Agency workers do obtain the legal status of an employee. However, over the years the distinction between the two has blurred. Agency workers with at least 12 weeks’ service are now entitled to the same basic employment rights and working conditions as if they had been recruited directly by the end-user. It is valuable protection for an Agency Worker and goes some way towards levelling the playing field between temporary workers and the employees they work alongside.
But the Employment Appeal Tribunal (EAT) has decided in a recent case that workers on “indefinite” or “permanent” assignments are not covered by the Agency Workers Regulations and so do not get employee-equivalent rights. This is a pretty significant shift in the current understanding of the law.

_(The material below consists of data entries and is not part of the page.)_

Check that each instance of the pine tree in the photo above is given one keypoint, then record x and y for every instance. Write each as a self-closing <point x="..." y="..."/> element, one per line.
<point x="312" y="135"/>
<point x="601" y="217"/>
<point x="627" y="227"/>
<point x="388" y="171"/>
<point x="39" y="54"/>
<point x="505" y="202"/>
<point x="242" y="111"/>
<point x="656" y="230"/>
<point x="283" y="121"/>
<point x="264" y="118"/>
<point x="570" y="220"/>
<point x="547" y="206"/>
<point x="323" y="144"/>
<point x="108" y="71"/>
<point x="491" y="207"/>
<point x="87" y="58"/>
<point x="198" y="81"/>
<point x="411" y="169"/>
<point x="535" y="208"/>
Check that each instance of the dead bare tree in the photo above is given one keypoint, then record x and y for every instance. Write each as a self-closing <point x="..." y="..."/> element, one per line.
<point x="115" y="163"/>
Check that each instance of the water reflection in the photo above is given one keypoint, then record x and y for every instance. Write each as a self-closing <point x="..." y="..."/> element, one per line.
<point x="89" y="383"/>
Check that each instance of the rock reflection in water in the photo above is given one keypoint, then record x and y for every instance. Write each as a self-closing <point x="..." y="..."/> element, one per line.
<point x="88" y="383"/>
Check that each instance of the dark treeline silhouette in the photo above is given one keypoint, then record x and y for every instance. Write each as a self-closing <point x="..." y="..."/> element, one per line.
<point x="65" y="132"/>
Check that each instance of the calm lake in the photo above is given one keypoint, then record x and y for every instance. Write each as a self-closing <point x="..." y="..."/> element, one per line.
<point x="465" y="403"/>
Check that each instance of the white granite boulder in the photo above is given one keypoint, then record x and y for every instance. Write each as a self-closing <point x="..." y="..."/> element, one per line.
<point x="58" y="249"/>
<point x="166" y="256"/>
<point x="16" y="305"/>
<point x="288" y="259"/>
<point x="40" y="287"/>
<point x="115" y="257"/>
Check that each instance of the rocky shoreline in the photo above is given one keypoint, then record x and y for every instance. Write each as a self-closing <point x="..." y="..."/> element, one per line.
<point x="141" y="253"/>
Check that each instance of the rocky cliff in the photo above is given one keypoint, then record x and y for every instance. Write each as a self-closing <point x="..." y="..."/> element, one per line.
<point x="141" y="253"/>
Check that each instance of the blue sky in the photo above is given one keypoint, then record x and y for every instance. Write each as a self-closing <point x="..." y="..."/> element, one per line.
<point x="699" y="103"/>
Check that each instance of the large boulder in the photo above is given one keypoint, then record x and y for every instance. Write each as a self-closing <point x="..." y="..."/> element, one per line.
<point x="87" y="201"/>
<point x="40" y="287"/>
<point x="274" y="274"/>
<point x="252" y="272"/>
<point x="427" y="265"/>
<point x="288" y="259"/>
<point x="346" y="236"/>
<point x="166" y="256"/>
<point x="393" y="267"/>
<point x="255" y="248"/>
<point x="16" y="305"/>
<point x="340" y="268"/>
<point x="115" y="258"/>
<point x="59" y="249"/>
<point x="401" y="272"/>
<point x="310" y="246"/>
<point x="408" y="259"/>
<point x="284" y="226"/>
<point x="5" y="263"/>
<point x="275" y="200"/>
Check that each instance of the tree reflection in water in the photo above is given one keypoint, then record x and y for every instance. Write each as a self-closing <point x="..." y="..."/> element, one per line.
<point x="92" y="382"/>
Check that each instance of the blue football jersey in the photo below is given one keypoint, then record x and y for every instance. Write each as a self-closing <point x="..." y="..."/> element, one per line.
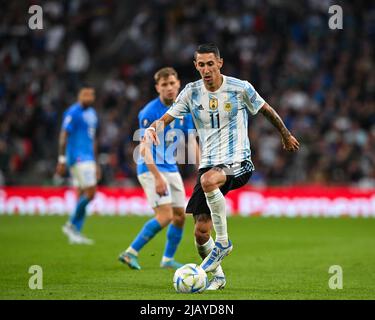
<point x="81" y="125"/>
<point x="163" y="154"/>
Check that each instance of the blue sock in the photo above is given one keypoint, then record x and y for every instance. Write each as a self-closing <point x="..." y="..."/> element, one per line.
<point x="174" y="236"/>
<point x="78" y="217"/>
<point x="148" y="231"/>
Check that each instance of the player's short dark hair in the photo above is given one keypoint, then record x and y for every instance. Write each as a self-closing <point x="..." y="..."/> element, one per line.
<point x="207" y="48"/>
<point x="86" y="86"/>
<point x="165" y="73"/>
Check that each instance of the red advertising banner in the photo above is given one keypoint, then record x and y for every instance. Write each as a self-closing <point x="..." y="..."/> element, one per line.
<point x="247" y="201"/>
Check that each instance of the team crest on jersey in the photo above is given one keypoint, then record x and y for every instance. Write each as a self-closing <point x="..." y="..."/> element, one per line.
<point x="90" y="118"/>
<point x="227" y="106"/>
<point x="213" y="103"/>
<point x="145" y="122"/>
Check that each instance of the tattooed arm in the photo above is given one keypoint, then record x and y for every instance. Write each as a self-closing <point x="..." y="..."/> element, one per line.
<point x="289" y="142"/>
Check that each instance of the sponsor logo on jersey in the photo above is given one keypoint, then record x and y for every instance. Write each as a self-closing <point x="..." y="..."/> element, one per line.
<point x="253" y="98"/>
<point x="227" y="106"/>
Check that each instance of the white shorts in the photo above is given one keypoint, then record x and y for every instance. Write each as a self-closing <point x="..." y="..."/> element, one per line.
<point x="176" y="190"/>
<point x="84" y="174"/>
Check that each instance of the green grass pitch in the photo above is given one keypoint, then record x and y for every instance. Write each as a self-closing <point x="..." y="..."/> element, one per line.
<point x="273" y="258"/>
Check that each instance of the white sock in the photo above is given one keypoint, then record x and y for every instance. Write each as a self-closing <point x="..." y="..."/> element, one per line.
<point x="132" y="251"/>
<point x="204" y="250"/>
<point x="216" y="203"/>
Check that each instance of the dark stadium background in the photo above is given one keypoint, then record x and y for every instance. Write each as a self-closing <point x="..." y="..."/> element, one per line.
<point x="321" y="81"/>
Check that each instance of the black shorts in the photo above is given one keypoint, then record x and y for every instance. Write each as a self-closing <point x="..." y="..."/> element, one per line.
<point x="237" y="176"/>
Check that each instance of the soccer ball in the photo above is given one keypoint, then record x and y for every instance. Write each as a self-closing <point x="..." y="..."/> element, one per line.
<point x="190" y="278"/>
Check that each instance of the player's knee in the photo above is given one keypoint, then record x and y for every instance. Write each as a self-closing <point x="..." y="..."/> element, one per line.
<point x="90" y="193"/>
<point x="179" y="220"/>
<point x="164" y="218"/>
<point x="207" y="182"/>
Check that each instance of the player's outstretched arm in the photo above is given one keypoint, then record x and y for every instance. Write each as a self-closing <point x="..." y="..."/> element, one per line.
<point x="157" y="126"/>
<point x="290" y="143"/>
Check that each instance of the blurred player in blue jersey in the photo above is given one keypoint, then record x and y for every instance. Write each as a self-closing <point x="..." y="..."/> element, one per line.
<point x="220" y="106"/>
<point x="159" y="176"/>
<point x="77" y="151"/>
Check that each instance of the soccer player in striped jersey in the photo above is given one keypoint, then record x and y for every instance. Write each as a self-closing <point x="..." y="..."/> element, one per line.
<point x="157" y="172"/>
<point x="219" y="106"/>
<point x="77" y="150"/>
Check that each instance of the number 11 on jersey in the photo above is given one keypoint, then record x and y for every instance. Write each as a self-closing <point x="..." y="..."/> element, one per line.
<point x="213" y="116"/>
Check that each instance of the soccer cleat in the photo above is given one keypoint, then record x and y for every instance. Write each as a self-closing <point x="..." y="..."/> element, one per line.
<point x="130" y="259"/>
<point x="81" y="239"/>
<point x="217" y="254"/>
<point x="216" y="283"/>
<point x="171" y="264"/>
<point x="69" y="230"/>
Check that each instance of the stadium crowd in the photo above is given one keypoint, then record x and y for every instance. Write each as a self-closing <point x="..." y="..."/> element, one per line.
<point x="321" y="81"/>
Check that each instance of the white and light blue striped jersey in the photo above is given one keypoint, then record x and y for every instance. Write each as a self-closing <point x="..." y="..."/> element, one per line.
<point x="221" y="118"/>
<point x="81" y="124"/>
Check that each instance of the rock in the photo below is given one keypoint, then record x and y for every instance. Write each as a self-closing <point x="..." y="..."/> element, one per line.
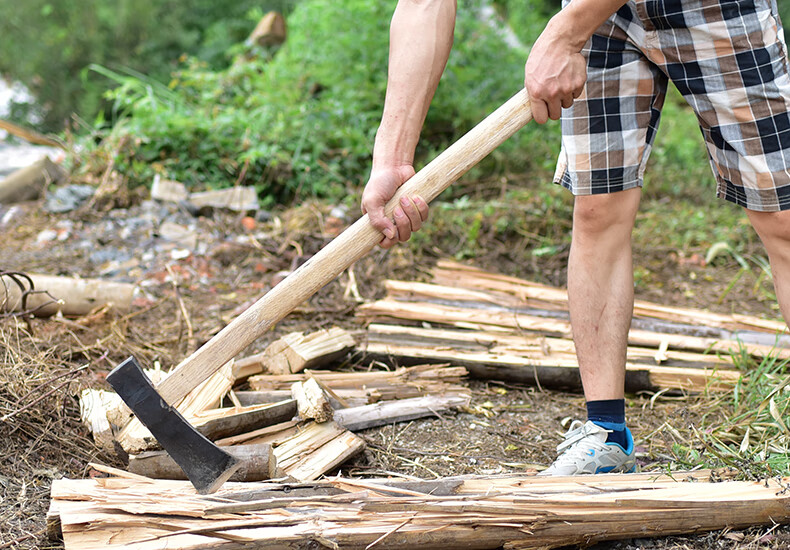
<point x="179" y="234"/>
<point x="66" y="199"/>
<point x="237" y="199"/>
<point x="270" y="31"/>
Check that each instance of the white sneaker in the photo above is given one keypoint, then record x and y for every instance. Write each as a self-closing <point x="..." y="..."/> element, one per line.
<point x="585" y="451"/>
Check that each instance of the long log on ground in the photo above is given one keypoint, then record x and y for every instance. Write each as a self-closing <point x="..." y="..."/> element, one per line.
<point x="258" y="463"/>
<point x="27" y="184"/>
<point x="511" y="512"/>
<point x="31" y="136"/>
<point x="557" y="373"/>
<point x="297" y="351"/>
<point x="375" y="386"/>
<point x="468" y="277"/>
<point x="499" y="318"/>
<point x="401" y="410"/>
<point x="70" y="296"/>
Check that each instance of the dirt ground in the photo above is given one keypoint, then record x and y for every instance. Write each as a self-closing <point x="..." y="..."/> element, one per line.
<point x="229" y="262"/>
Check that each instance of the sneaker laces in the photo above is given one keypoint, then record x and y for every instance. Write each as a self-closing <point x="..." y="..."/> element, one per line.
<point x="569" y="448"/>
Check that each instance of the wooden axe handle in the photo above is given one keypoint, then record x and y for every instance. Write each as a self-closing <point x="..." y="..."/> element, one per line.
<point x="337" y="256"/>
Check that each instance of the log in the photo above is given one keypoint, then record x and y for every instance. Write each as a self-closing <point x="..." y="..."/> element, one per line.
<point x="296" y="351"/>
<point x="28" y="183"/>
<point x="311" y="401"/>
<point x="258" y="463"/>
<point x="402" y="410"/>
<point x="475" y="512"/>
<point x="66" y="295"/>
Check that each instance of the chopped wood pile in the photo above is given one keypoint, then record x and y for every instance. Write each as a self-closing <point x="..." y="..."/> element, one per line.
<point x="506" y="328"/>
<point x="514" y="512"/>
<point x="297" y="425"/>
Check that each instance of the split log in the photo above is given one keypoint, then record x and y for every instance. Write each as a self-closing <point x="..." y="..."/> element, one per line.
<point x="515" y="512"/>
<point x="219" y="423"/>
<point x="401" y="410"/>
<point x="316" y="450"/>
<point x="296" y="351"/>
<point x="68" y="295"/>
<point x="258" y="463"/>
<point x="28" y="184"/>
<point x="94" y="406"/>
<point x="311" y="401"/>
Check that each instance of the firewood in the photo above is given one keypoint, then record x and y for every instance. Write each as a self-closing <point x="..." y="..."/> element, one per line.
<point x="311" y="401"/>
<point x="296" y="351"/>
<point x="28" y="183"/>
<point x="135" y="438"/>
<point x="258" y="463"/>
<point x="68" y="295"/>
<point x="476" y="512"/>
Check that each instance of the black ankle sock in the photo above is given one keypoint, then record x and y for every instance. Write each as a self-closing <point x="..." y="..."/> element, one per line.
<point x="610" y="415"/>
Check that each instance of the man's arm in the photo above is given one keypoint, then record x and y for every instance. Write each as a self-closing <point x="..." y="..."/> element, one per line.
<point x="421" y="35"/>
<point x="556" y="71"/>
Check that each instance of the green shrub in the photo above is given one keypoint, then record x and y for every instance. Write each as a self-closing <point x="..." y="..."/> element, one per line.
<point x="302" y="123"/>
<point x="48" y="44"/>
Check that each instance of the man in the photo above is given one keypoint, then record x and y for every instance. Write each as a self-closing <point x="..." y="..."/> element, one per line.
<point x="604" y="64"/>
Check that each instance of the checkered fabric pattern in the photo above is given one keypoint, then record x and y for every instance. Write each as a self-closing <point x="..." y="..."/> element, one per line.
<point x="728" y="59"/>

The case involved ten workers who were employed by Ideal. From the very beginning of their employment they were put on an assignment at a company called Celanese. These assignments were long-term (the Claimants had worked there for between six and 25 years). The contracts they worked to were open-ended, specified Celanese’s premises as the place of work and stated that employment was terminable on notice.
When the Claimants were made redundant they argued that they were entitled to better conditions, including higher rates of pay, however, they did not succeed. The EAT held that as the Claimants were working for Celanese on a permanent basis, there was nothing temporary about the arrangement and so they were not covered by the Agency Worker Regulations. The Claimants’ contracts could not be terminated by some condition expiring (for example, the end of a fixed-term or completion of a task) and so the legislation did not apply.
This might not be the final word on the subject. There is always the chance that the Claimants could be knocking on the door of the Court of Appeal.